Figure 1. Overview of installation at Pumyong-dong.
A review of historical satellite imagery of the Pumyong-dong bunker during construction shows horizontal excavations typical of those required for foundations of buildings or earth-berm installations—in this case, the foundation is approximately 26 x 11 meters overall. No vertical excavations typical of missile silo construction, or evidence of significant soil removal from such excavations, was observed. In fact, after the walls and roof of the bunker were completed, the hillside immediately to the south was excavated for additional soil used to only partially berm and cover the bunker. If the North Koreans had excavated a vertical missile silo, they likely would have saved the soil from that effort to be used around the bunker. Significantly, as seen in more recent satellite imagery, the entrance to the bunker is approximately 2.5 meters wide—too narrow for even SCUD transporter-erector-launchers (TELs), let alone larger mobile missiles.
Figure 2. Construction of the Pumyong-dong installation in November 2002.
Figure 3. Construction of the Pumyong-dong installation in March 2011.
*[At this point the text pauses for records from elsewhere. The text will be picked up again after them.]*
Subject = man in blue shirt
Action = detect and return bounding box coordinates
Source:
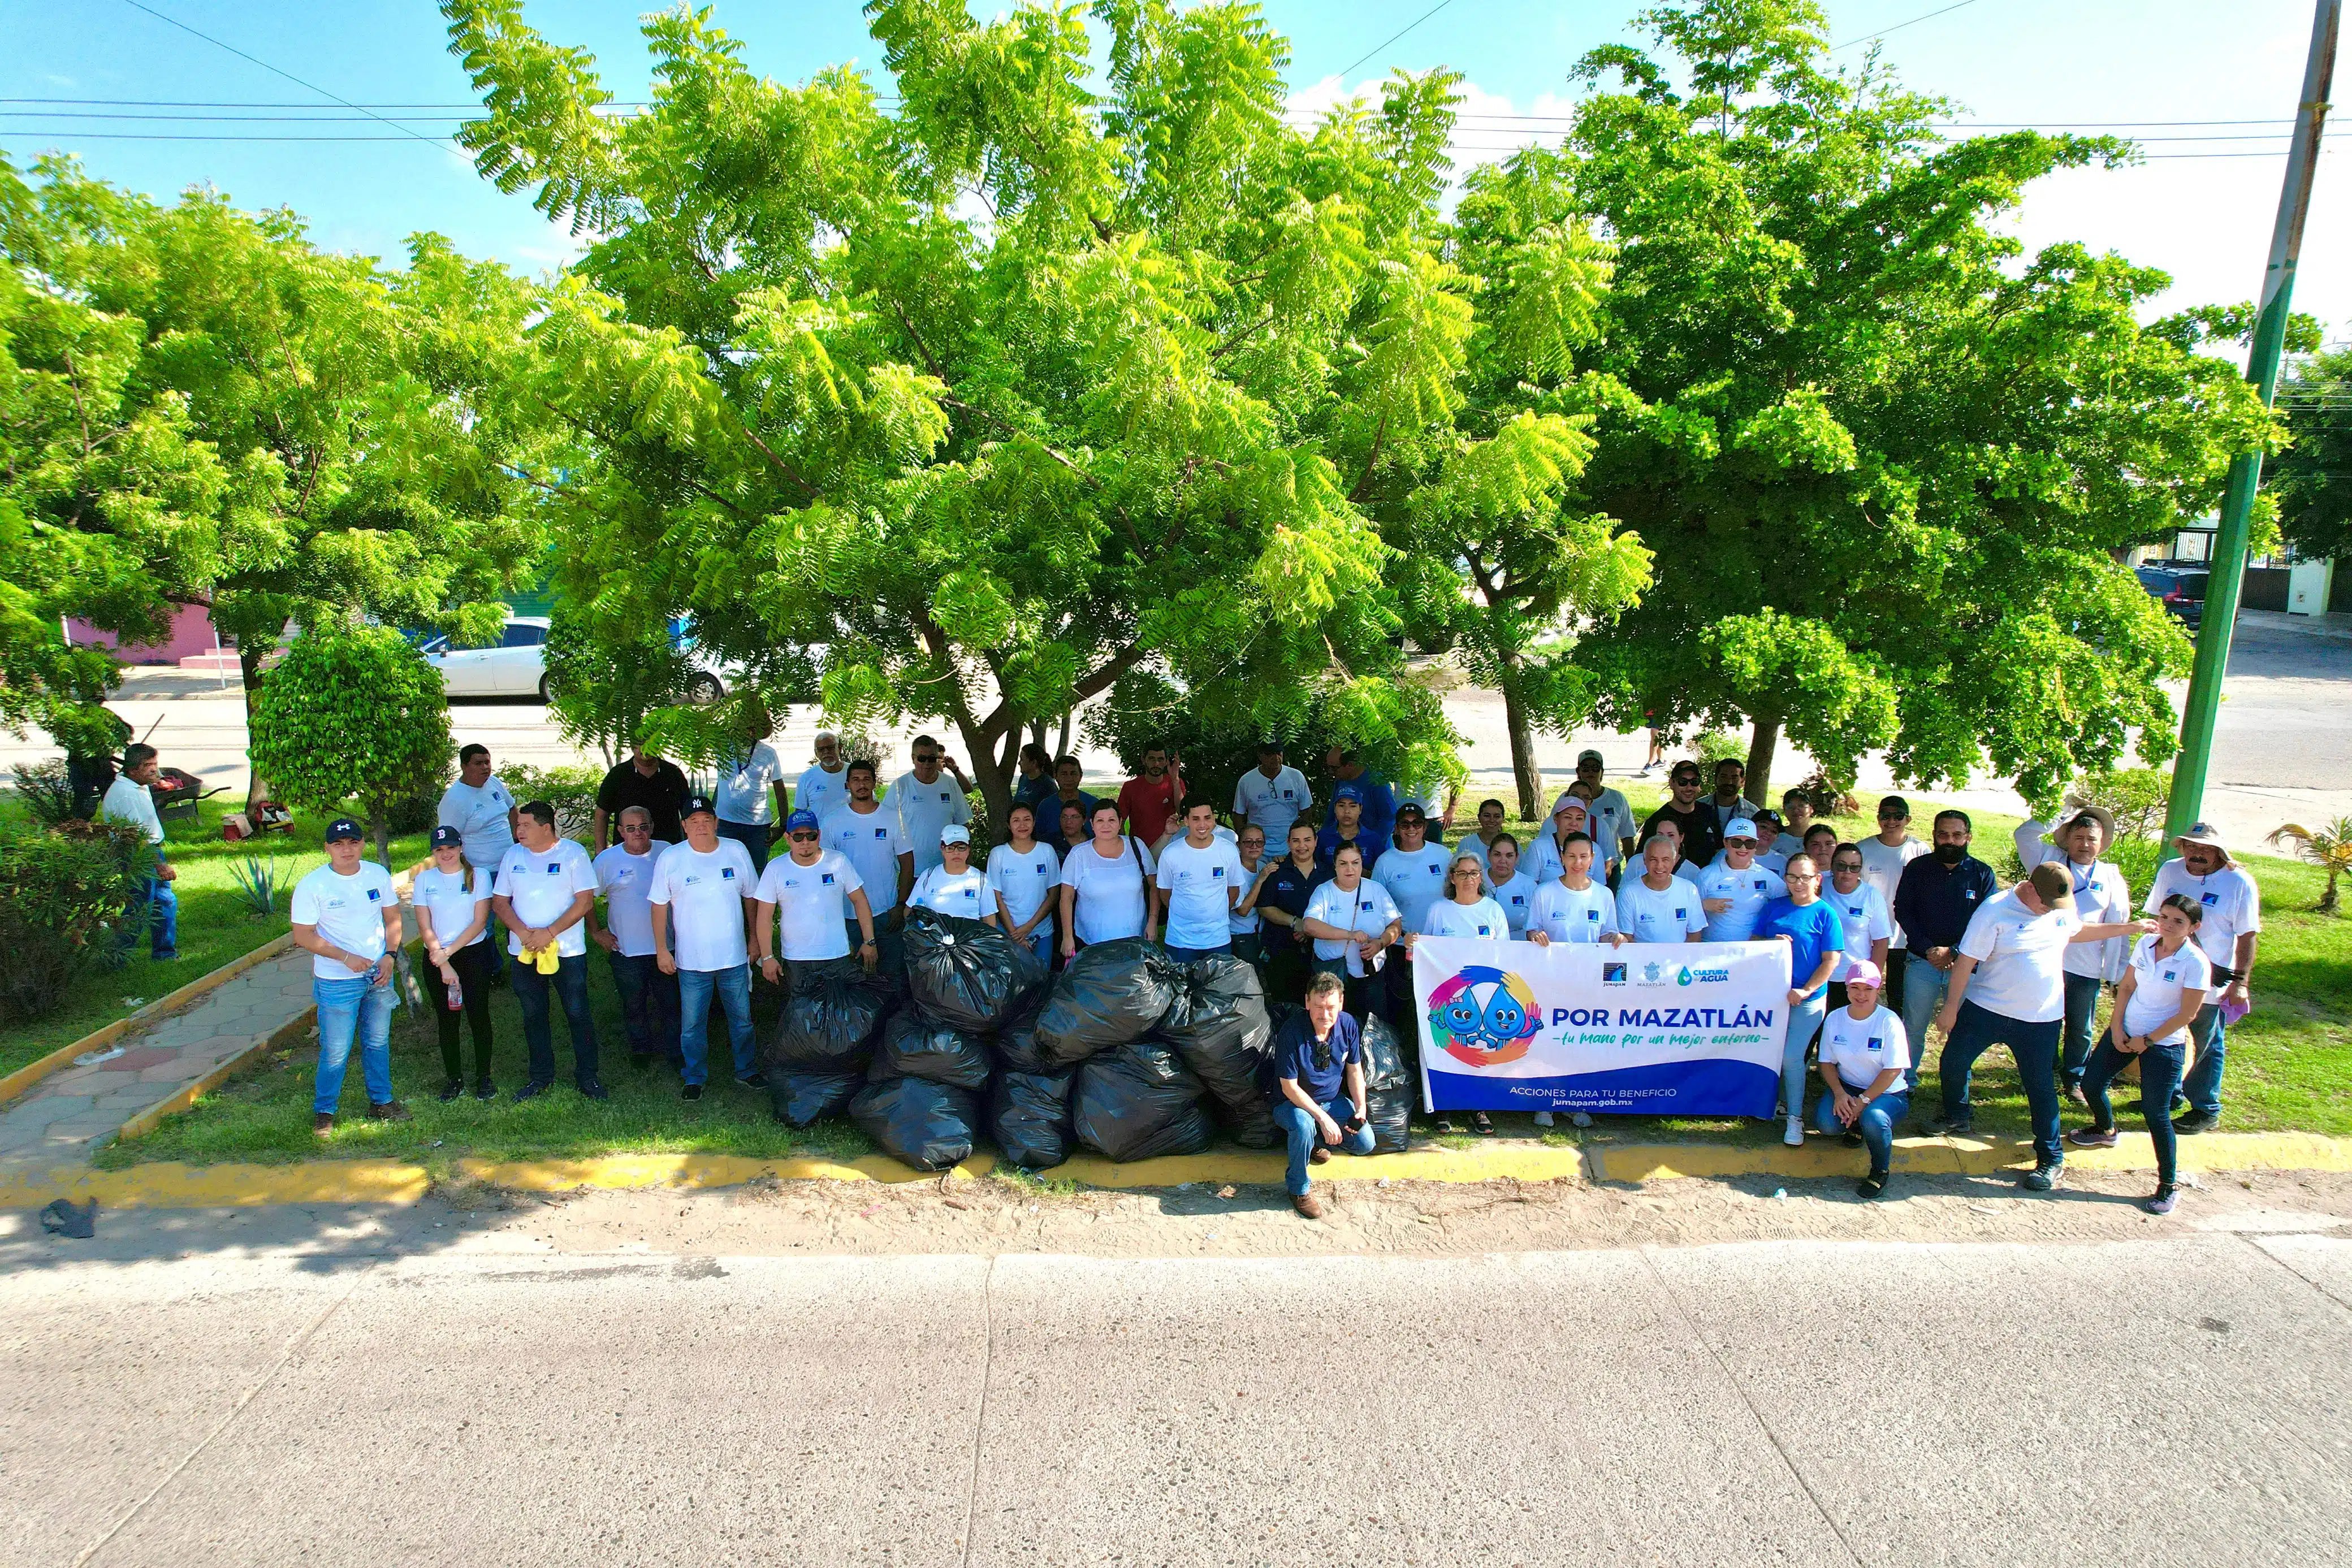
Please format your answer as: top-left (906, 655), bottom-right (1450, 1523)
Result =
top-left (1321, 747), bottom-right (1396, 850)
top-left (1270, 972), bottom-right (1375, 1218)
The same historical satellite imagery also shows the internal layout of the first large support building (approximately 30 x 14 meters) in the Pumyong-dong support area during construction. It consists of a single hall, approximately 1.5 meters wide, running the length of the building, with approximately 21 rooms of various sizes on either side. This arrangement is typical of buildings housing a combination of barracks, offices, utility rooms and workshops that are found at North Korean military installations. It is not a missile processing or check-out building, as suggested by the Voice of America report, which are internally open and tend to be taller. Additionally, North Korean missile servicing buildings are usually designed with drive through access and wide-radius circular roads to ease maneuvering of missile TELs. However, the buildings at the support area are not drive-through and the access road is not circular.
Figure 4. The support area at Pumyong-dong in November 2002.
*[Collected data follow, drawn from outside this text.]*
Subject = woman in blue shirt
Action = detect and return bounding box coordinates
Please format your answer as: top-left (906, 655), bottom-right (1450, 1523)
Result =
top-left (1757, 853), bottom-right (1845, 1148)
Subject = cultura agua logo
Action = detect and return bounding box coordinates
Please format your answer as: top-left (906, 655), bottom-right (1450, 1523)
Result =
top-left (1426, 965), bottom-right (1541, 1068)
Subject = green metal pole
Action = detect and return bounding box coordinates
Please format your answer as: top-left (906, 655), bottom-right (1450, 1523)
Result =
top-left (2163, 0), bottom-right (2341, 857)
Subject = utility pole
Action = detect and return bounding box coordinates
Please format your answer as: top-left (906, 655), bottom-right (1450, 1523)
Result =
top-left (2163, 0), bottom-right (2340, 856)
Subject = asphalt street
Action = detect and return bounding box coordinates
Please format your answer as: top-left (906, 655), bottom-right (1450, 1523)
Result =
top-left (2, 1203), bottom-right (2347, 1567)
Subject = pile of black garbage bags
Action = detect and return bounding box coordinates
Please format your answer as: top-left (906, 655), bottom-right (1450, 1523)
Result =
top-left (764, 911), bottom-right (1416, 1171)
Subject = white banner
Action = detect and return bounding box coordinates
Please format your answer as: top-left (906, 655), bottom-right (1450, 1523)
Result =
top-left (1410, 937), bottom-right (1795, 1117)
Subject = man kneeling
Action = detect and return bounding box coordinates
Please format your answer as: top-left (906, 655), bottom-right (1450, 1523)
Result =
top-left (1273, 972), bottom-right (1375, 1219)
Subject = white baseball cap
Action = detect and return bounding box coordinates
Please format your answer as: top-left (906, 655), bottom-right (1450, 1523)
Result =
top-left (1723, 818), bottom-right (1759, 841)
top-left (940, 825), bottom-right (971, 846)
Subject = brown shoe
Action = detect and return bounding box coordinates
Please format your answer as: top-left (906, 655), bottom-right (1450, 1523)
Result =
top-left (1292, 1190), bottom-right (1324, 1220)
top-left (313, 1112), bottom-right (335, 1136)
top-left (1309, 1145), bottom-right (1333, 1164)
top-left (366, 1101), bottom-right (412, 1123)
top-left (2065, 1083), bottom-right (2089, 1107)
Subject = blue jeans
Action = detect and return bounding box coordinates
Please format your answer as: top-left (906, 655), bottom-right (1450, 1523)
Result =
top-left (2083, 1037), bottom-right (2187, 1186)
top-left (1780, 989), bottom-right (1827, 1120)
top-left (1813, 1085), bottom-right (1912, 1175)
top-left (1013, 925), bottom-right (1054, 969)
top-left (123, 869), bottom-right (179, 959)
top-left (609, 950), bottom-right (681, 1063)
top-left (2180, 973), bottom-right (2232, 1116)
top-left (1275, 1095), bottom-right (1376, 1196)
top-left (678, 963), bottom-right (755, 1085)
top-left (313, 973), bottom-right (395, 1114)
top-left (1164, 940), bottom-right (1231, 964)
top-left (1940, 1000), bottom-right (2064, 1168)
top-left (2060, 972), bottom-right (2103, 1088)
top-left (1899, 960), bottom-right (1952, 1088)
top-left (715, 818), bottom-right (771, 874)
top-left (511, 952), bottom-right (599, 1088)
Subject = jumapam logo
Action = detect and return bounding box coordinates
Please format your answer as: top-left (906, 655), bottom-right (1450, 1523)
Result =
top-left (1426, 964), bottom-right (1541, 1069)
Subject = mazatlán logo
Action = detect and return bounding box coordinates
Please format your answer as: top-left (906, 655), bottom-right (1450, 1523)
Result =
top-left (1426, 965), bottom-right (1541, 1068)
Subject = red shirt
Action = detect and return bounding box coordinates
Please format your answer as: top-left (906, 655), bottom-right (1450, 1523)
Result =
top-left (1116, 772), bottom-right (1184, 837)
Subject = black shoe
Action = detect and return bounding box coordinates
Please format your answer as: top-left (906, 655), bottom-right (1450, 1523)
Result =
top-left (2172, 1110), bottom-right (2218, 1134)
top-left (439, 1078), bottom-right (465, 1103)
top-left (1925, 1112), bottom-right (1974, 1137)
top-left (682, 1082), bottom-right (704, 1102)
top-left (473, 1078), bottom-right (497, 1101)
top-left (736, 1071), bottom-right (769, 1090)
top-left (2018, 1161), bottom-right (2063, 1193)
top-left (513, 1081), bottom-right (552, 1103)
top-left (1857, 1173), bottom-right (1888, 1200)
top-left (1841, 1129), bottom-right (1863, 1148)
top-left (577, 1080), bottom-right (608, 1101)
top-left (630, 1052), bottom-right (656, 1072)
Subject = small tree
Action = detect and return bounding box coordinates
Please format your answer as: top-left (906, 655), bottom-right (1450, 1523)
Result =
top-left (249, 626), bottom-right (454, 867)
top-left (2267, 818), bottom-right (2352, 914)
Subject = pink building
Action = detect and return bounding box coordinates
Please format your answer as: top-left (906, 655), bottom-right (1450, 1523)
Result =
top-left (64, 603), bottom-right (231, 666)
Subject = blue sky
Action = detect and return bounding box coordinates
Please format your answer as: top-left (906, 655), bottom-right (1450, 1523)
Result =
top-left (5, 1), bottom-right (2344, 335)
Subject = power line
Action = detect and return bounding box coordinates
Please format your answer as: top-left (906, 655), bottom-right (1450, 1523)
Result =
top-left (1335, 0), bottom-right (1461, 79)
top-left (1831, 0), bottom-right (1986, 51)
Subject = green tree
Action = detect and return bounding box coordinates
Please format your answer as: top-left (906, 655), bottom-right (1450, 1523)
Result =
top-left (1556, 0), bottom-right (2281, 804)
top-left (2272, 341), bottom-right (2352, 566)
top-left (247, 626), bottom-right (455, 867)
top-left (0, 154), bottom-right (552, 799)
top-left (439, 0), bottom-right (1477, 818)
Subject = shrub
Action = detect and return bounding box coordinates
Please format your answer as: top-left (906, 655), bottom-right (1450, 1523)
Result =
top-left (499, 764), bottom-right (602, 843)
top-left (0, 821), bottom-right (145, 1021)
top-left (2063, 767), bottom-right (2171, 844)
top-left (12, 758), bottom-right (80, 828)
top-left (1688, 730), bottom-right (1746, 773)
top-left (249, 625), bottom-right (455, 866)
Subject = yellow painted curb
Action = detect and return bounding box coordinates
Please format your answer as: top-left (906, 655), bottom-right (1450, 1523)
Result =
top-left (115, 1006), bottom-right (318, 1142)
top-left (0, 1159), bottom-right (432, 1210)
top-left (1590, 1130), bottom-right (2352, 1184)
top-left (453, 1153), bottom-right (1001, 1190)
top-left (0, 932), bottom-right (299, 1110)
In addition, operational North Korean missile bases generally consists of large above-ground storage buildings for the TELs and support equipment, housing and administration areas and nearby dispersed underground facilities for wartime use. Since they are used for the storage of missiles, warheads and fuel, their entrances are typically protected by large rock and earth berms. None of these features are present at the base.
The bridges over the small tributary leading down the valley from the Pumyong-dong installation to the Paryong River—approximately 4.75 meters wide—are typical of concrete road bridges in rural North Korea. It is unclear whether they are capable of supporting the weight of a large TEL. The bridges found at North Korean missiles facilities are normally 5-9 meters wide and designed to support the heavy loads of TELs and support vehicles.
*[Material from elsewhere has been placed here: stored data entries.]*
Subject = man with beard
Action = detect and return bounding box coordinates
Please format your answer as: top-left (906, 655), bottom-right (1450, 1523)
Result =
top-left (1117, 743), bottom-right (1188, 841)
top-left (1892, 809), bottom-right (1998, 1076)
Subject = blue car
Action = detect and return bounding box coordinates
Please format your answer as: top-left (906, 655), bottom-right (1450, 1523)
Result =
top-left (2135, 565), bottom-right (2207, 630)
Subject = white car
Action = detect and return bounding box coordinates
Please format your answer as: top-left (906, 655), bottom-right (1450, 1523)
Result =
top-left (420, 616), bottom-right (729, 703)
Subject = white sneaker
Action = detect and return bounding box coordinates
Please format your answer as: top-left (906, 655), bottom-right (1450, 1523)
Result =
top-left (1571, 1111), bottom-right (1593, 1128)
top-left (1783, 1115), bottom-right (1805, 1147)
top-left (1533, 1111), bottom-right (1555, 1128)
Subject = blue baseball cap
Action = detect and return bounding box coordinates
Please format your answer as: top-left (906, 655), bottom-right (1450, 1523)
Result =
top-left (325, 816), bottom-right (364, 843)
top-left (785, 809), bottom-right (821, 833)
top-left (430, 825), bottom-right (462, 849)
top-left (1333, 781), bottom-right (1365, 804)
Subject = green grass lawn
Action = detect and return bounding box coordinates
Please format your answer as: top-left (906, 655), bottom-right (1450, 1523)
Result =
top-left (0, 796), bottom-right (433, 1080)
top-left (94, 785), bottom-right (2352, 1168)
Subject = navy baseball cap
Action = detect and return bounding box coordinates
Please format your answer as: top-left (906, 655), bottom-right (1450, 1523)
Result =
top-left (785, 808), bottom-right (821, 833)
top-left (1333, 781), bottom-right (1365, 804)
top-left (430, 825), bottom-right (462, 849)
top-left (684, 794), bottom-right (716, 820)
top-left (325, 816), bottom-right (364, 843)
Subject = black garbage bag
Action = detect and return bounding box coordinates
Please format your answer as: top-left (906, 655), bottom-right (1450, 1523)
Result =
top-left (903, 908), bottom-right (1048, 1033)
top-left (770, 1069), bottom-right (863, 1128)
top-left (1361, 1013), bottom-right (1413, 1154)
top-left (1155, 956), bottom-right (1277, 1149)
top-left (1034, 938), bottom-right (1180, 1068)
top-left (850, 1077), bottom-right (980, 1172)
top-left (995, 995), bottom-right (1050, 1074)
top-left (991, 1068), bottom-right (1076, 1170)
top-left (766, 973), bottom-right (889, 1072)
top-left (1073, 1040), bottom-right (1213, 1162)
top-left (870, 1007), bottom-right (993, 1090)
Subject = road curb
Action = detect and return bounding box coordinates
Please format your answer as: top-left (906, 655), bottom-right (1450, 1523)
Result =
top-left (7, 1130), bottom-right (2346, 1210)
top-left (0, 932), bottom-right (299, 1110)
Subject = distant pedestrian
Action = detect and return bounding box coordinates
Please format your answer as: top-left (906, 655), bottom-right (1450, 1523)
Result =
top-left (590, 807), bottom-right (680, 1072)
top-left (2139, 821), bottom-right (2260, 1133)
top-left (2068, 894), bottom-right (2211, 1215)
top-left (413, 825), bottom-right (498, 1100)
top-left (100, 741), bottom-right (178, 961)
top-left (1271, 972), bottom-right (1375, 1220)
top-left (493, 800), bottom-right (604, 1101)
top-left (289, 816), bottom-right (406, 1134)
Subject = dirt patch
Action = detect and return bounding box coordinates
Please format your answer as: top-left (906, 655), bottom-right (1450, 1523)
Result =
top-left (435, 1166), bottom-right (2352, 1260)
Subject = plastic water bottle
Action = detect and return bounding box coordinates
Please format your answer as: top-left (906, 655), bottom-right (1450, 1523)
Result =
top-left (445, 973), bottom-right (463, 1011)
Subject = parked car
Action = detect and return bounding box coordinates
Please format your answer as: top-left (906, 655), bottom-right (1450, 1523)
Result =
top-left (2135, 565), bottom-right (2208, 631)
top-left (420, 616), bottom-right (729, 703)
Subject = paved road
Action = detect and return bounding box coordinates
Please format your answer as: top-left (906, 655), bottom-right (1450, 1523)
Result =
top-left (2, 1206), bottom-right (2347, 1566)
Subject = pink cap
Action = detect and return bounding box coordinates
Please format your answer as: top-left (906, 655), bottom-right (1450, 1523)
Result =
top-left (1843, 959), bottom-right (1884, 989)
Figure 5. The road bridge and power sub-station at Pumyong-dong in November 2002.
As noted by VOA, there is a similarity between the North Korean bunker in question and the missile silos located at the Iranian Revolutionary Guard Corps base southwest of Tabrīz that have sliding silo covers. The Pumyong structure, however, does not appear to have a sliding cover but rather what is probably a monolithic roof (presumably of reinforced concrete) cover that is elevated and rests between two sloping support walls. This differs from common North Korean practice for protecting vertical oriented underground facilities, such as early-warning radars, which use ground-level circular or oblong concrete covers that split and slide apart (approximately 5-meter by 6-meter sections) on a system of two rails to reveal the interior.
Figure 6. Typical North Korean silo covers.
In summary, the weight of evidence indicates that the facility in question is not a ballistic missile silo. While its purpose remains unclear, when compared with known North Korean installations, it is likely that the facility is related to the storage of weapons, munitions or high-value equipment.
 This is a generalization and there are a number of variations in the design of these underground facility covers depending upon size and type of equipment being protected.